Hello, Alice is an 8x Great-Grandmother of mine through a Sutton line to a Smith line to mine. I live in New Jersey and found your site while doing research on my family tree. It is extremely interesting and fascinating. I’ve tried leaving comments before this without success. I read everything and of course have come up with my own theory which I would like to share, but it is 2 pages long. I want to thank you for all your research and riveting articles, they are quite eye-opening and thought-provoking.
Hello! I’ll send you an email and you can send us your theory that way. Glad you found the site. Kristin
My partner is obsessed with genealogy and been able to trace her line to William Bradford and beyond. While working on my line she found that Alice Martin Bishop is my manyX grandmother. So…her manyX grandfather presided over the trial that sentenced my manyX grandmother to hang.

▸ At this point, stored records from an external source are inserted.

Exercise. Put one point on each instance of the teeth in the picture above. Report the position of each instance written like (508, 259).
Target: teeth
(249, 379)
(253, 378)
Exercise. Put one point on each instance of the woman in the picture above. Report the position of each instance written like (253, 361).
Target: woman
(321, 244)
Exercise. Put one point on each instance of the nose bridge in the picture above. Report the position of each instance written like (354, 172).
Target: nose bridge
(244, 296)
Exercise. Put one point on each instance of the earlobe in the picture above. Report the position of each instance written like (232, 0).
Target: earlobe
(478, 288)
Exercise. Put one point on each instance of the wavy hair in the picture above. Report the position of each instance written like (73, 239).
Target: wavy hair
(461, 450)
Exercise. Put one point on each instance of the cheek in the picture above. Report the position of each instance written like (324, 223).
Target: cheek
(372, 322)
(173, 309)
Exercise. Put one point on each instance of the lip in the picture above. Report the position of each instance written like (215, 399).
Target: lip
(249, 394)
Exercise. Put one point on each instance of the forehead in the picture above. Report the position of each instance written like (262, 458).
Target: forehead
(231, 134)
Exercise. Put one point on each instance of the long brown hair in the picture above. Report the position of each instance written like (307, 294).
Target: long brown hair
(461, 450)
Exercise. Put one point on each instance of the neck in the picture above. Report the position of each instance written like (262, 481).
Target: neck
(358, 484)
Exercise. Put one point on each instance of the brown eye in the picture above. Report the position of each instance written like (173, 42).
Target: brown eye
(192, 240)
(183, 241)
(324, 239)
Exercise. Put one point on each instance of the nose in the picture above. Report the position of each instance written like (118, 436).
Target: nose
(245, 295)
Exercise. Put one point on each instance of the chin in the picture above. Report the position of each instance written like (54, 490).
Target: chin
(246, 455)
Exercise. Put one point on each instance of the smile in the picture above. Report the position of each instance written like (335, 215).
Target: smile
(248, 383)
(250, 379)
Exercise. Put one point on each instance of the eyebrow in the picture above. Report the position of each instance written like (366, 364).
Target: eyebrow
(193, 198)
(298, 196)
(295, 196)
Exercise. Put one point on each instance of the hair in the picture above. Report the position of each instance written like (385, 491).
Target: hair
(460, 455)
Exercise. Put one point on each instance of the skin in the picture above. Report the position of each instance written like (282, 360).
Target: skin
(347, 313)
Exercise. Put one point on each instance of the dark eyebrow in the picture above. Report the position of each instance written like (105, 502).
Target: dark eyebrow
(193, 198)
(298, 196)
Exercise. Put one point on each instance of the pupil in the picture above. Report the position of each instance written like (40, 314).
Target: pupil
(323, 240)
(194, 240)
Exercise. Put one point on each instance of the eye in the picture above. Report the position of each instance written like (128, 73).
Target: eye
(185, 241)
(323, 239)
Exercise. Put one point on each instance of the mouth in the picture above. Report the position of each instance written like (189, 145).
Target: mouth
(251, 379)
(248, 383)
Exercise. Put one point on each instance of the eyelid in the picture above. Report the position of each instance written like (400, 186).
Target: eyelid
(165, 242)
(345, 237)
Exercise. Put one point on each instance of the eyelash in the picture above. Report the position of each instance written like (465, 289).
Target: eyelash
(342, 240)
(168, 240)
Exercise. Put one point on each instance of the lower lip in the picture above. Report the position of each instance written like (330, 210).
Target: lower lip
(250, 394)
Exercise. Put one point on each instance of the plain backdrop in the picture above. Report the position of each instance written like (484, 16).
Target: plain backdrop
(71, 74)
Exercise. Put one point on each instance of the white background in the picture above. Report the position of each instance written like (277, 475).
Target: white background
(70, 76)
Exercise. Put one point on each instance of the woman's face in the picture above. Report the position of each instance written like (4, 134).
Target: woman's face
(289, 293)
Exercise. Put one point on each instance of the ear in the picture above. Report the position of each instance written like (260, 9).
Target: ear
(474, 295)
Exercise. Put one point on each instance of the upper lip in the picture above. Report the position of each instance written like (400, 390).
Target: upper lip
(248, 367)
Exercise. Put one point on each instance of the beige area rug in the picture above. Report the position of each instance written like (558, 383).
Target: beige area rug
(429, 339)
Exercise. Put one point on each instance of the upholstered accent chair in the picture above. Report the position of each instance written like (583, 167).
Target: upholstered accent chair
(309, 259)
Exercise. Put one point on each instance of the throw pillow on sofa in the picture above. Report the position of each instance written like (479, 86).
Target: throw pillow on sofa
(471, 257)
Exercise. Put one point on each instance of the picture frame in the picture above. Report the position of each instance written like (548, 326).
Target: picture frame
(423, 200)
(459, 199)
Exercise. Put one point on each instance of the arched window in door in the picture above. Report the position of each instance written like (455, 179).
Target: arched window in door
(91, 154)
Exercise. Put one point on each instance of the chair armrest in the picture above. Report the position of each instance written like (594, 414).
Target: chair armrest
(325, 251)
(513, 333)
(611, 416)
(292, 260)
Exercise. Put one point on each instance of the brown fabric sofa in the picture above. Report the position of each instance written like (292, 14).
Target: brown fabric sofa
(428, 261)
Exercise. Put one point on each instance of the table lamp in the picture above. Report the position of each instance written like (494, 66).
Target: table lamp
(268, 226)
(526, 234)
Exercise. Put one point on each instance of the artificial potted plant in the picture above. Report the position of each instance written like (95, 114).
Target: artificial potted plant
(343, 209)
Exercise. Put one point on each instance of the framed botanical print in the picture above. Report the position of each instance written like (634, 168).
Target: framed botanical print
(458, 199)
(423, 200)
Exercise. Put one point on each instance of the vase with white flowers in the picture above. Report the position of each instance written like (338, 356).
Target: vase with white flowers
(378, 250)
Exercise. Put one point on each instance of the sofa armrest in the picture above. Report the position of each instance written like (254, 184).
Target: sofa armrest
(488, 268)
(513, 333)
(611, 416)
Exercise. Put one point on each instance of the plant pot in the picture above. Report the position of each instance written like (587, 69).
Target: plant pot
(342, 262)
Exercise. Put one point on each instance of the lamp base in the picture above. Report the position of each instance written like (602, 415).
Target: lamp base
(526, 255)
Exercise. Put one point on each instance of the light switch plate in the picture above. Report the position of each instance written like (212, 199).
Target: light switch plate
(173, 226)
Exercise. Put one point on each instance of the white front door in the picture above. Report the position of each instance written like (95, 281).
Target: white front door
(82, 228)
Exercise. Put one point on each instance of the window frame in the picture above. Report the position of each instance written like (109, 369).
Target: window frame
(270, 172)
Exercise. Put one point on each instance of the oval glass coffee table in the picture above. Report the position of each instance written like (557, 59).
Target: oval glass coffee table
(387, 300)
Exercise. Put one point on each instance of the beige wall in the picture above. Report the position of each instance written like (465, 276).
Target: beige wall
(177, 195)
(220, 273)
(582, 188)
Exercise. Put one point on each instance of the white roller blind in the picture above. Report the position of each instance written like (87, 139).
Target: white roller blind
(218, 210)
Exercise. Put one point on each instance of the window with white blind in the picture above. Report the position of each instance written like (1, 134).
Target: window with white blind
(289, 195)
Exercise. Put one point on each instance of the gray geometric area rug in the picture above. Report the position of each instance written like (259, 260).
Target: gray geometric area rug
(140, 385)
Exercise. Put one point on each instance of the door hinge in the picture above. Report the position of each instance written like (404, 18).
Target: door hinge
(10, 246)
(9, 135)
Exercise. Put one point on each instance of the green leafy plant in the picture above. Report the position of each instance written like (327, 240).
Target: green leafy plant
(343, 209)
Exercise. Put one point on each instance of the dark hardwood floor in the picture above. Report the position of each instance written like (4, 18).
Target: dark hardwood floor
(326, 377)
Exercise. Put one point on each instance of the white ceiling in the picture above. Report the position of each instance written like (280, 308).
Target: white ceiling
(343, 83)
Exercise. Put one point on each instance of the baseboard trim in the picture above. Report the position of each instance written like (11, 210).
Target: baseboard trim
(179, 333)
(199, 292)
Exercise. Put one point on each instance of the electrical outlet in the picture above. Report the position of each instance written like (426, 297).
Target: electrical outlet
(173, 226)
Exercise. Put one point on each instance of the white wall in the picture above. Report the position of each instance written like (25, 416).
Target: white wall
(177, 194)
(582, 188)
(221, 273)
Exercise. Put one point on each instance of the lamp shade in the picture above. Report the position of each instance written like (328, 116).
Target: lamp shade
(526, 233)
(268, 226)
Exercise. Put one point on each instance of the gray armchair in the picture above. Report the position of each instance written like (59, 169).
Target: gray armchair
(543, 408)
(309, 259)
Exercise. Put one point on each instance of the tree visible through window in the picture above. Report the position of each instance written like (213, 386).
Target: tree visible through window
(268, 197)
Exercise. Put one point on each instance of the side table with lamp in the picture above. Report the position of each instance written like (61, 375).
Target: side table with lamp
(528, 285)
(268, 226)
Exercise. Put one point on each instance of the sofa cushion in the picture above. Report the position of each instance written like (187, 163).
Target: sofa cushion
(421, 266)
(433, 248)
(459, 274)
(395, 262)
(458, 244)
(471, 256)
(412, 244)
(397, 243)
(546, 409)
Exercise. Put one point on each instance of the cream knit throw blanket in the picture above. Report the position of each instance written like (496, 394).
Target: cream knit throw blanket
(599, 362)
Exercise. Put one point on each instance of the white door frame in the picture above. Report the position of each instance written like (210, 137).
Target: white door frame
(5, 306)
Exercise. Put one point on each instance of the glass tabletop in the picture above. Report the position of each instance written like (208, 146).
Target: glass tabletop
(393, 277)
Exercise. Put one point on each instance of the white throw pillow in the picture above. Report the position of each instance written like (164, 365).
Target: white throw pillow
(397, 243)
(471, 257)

I can’t add anything to that!
We did a cemetery crawl in May and found several Demaris relatives in a cemetery in Connecticut and followed (online) those relatives and they lead to my father in Oregon.
This stuff is awesome!
Gigi Abel
Sorry for the belated reply to your enthusiastic comment! And what does it say about me that I’d much rather do a cemetery crawl than a pub crawl?? Welcome to the site. Kristin
I am also a direct descendant of Alice, and just discovered your site, so have not had time to read everything yet. I am descended by way of her oldest child by Richard Bishop, a daughter named Demaris, born around 1645. Demaris married William Sutton, another colonist, in the Plymouth area in 1666. Between 1671 and 1673 the family moved to Piscataway, NJ. Richard Bishop apparently moved with them, for my records show that is where he died.
I have read that Bishop became an active and devout Quaker in NJ. Since Demaris’s husband (William Sutton) is listed as being buried in The Little Quaker Churchyard in Woodbridge, NJ (near Piscataway), I’m thinking that Richard Bishop is there as well.
I think of Alice often. When you look at the last half-decade of her life, it would have broken almost anyone, with or without a post-partum factor, She lost her first husband; then my ancestor, the second husband, seems to have been a petty thief or had some trouble of his own. And she had several children in such a rapid succession — I cannot imagine trying to keep children fed and warm through an east coast winter. I grew up in Minnesota, then moved to New York City, and that wind coming in from the north Atlantic felt colder than 30 below in Minnesota ever did. So I thank you profoundly for pointing out that those early colonists must have been under considerable mental stress much of the time.